Ancient DNA also sheds new light on the decades-old debate over what caused the mass extinctions of mammoths, saber-toothed cats, mastodons, and other distinctive species about 10,000 years ago. Some scientists argue that the arrival of humans and overhunting triggered the extinctions; others attribute the event to major changes in vegetation and climate.
Surprising new ancient DNA findings reveal that the true beginning of this massive extinction was well before human intervention or the peak of the last ice age. As Shapiro notes, “Suddenly we realize that all the species we have data on began declining 35,000 to 50,000 years ago. Understanding that period has never been a scientific priority. But now we see that something very important was happening at that time which ultimately determined the outcome of many different animals.”
If analyzing ancient DNA is an adventure, so is gathering it. Shapiro has scoured remote landscapes in Alaska, Kenya, Siberia, and Canada to collect small samples from bones, teeth, skulls, and tusks that will be brought back to the lab, ground up, dissolved, altered and "cooked" so DNA can be extracted.
Shapiro’s ongoing expeditions to gold fields in Canada’s Yukon Territory have proved especially fruitful. Good relationships with numerous mining companies there permit her team to gather bone samples exposed as miner’s high-pressure hoses wash permafrost away. What makes these samples especially valuable is the ability to date them to earlier periods than traditional radiocarbon methods allow.
“Radiocarbon dates,” she explains, “can only go back about 40,000 to 50,000 years. But these Yukon sites give us a unique chance to establish the age of samples as far back as 130,000 years.”

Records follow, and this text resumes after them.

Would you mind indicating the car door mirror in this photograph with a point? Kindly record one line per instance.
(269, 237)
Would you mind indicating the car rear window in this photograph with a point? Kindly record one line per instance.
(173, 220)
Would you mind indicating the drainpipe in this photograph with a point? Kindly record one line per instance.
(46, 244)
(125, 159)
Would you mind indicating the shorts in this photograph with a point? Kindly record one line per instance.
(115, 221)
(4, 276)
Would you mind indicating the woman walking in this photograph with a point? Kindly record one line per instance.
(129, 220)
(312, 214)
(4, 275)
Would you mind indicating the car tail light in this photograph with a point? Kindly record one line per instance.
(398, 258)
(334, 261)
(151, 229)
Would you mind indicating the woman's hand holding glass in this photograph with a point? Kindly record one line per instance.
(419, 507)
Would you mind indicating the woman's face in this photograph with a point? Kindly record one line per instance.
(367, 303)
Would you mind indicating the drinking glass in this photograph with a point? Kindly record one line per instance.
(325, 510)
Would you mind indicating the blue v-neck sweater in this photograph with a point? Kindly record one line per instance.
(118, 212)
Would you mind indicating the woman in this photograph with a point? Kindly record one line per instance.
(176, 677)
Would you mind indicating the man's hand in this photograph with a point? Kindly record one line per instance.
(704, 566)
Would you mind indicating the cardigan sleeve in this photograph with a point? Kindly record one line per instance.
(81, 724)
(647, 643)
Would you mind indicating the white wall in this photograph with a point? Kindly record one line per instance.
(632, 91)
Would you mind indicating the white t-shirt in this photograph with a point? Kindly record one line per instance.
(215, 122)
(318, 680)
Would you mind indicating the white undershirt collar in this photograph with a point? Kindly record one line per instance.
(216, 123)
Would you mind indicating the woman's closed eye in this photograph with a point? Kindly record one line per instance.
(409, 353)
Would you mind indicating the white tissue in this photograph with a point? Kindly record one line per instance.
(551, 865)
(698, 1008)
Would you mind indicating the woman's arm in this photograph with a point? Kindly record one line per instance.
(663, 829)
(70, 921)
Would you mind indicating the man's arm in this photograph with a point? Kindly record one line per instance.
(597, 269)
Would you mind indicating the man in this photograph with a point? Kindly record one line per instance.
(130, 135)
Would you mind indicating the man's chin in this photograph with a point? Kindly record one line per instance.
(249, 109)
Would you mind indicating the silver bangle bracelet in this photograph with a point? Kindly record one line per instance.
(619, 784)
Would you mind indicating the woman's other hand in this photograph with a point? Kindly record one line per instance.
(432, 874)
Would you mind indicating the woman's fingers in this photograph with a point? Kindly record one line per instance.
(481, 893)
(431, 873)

How? For millennia, layers of volcanic ash have settled in sites being mined today. These layers can be linked to specific eruptions that occurred prior to the time registered by radiocarbon dating. “Let’s say we know an eruption happened about 80,000 years ago. If we find bones associated with that volcanic ash layer, we know they’re that old too," she says. "This lets us push back population genetics estimates to older and older time periods than ever before.”
What does the future hold for a scientist who spends her days peering into the past? “We’re now able to look not only at particular genes, but at how whole genomes—the entirety of a species’ genetics—evolved. We can go beyond mitochondrial DNA to nuclear DNA, which gives us an entirely new set of evolutionary information. We can see how genetic traits changed through time and how natural selection happened in real populations. I think we’re on the brink of the most exciting time ever in this field.”